The barbecue of yesterday

Mac’s closure was inevitable: McDonald was operating a business on the fringes of Deep Ellum, where his customers no longer lived, serving old-school barbecue.

“I have people who come in here who actually want to taste the meat,” he says of what he describes as his East Texas style barbecue, which is not heavily salted.

Although Mac’s serves brisket by the pound, the chopped beef sandwiches with a side of fresh-cut fries are more popular.

For the briskets, McDonald starts his fire around 300 degrees — hotter than most new-age pitmasters like Austin chef-celebrity Aaron Franklin cook. The result is that Mac’s beef is cooked more by fire than by smoke, which means it doesn’t resemble the supple, moist, salty slabs of brisket that have become so popular in the past two decades.

McDonald doesn’t think that’s the way it should be done. “I’ve been in this business all my life,” he says. “Some people don’t like what I do. I’ve had criticism from the internet. They don’t think my meat is smoked enough for them.”

But what he’s serving has become a dying breed — a style of barbecue we won’t see much of anymore if six-decades-old barbecue joints like Mac’s keep closing.

“I’m not trying to present smoked meat,” he says. “I’m trying to present barbecue.”

The $1.85 million restaurant

McDonald will maintain ownership of the building while a new tenant moves in, but he’d still like to sell the building. It’s been for sale for more than four years.

The latest listing had it marked at $1.85 million for a 1,584 square-foot building built in 1982.

“Everybody says, that’s a lot of money,” he says.

But he points to the “major change” coming to that section of Dallas. He thinks the edge of Deep Ellum, near Exposition Park and Fair Park, will someday “look like Lower Greenville Avenue.”

McDonald knew his business would be in flux as far back as 1992 or 1993, when McDonald says Deep Ellum was attracting investors from all over the United States. Soon, the manufacturing companies moved out of the neighborhood — taking McDonald’s customers with them.
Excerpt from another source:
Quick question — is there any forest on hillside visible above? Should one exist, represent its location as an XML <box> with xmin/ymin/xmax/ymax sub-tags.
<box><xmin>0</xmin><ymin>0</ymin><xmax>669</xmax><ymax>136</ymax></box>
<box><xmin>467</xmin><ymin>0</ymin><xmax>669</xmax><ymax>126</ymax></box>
Since the 2000s, Mac has been concerned about the future of his restaurant. And when the coronavirus pandemic landed in spring 2020, he let go of all of his staff and ran the barbecue business alone.

The end of Mac’s feels like an event McDonald has already thought about, for decades.

“This is a business going out of business that’s been in business for six decades,” he says. “How many people can say they’re still operating a business like that?”